Like https://github.com/gilbertlim/pinpoint-docker/pull/1 PR, modify pinpoint-collector.properties. Then, when creating an image, the header_list_size_max value of pinpoint-collector is overridden in the configuration.


pinpoint-collector/build/config/pinpoint-collector.properties

# ex) PINPOINT_ZOOKEEPER_ADDRESS should be commented in docker-compose to use pinpoint.zookeeper.address below
##########
#
#pinpoint.zookeeper.address=

collector.receiver.grpc.agent.header_list_size_max=8KB
collector.receiver.grpc.stat.header_list_size_max=8KB
collector.receiver.grpc.span.header_list_size_max=8KB
cd pinpoint-docker/pinpoint-collector
docker build -t pinpoint-collector:2.5.1 .
docker tag pinpoint-collector:2.5.1 9ilbert/pinpoint-collector:2.5.1


You can use the 9ilbert/pinpoint-collector:2.5.1 public image as shown in the example.


2.Solution to change default configuration https://github.com/gilbertlim/pinpoint/commit/06a1ec6f3e386e9b0db200aacc5c72c7c2a88b98

You can fix the error by changing the 'header max size' of the pinpoint-collector in the repository as shown below. Since the gap between header_list_size_max values of pinpoint-agent and pinpoint-collector is large, it seems desirable to reduce the difference or set it equal.


pinpoint-agent

pinpoint/agent/src/main/resources/pinpoint-root.config

profiler.transport.grpc.agent.sender.headers.size.max=8K
profiler.transport.grpc.metadata.sender.headers.size.max=8K
profiler.transport.grpc.stat.sender.headers.size.max=8K
profiler.transport.grpc.span.sender.headers.size.max=8K

pinpoint-collector pinpoint/collector/src/main/resources/pinpoint-collector-grpc-root.properties

collector.receiver.grpc.agent.header_list_size_max=8KB
collector.receiver.grpc.stat.header_list_size_max=8KB
collector.receiver.grpc.span.header_list_size_max=8KB



Anyway, if you get a 431 HTTP Code error, you can increase the collector's header_list_size_max.

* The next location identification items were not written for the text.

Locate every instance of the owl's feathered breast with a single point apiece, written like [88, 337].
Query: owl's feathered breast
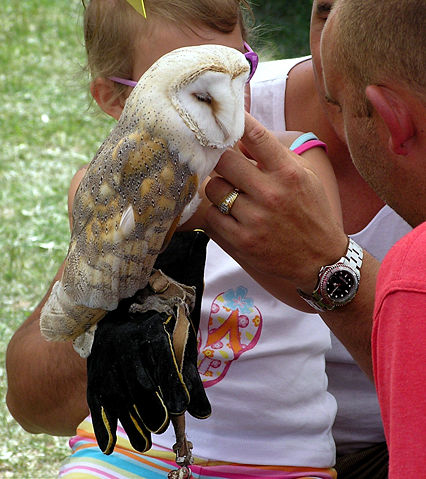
[128, 199]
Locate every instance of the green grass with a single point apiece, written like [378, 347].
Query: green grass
[46, 134]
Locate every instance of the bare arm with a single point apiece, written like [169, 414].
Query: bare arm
[46, 380]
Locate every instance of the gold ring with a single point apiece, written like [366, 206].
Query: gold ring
[227, 202]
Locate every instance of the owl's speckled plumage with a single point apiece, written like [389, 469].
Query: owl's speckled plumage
[183, 113]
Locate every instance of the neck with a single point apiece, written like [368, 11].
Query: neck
[359, 202]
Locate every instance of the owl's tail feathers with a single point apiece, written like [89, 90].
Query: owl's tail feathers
[61, 319]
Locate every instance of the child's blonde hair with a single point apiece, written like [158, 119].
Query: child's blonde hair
[111, 27]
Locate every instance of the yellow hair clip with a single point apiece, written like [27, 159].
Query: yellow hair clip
[138, 6]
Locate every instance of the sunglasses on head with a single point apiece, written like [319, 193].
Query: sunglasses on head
[250, 55]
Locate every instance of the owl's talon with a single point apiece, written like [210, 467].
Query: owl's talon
[181, 473]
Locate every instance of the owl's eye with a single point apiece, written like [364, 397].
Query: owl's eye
[204, 97]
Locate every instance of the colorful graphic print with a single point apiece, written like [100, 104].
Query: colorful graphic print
[234, 327]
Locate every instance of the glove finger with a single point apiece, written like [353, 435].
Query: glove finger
[199, 405]
[148, 402]
[138, 434]
[104, 425]
[161, 360]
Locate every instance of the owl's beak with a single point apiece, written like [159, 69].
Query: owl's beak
[223, 128]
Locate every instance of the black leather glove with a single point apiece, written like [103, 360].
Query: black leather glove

ga-ram commented 1 year ago

As far as I know, default collector header_list_size_max is set to 1K to allow only the size of the headers created by pinpoint agent to prevent possible attack on pinpoint collector servers through headers. If it is necessary to increase the size for your environment, you can always override them with -D options or using external spring properties when starting the collector (or update the values as you did above). If you think it would be valuable to provide additional config values to docker-compose.yml and .env file in our docker project, please send PRs.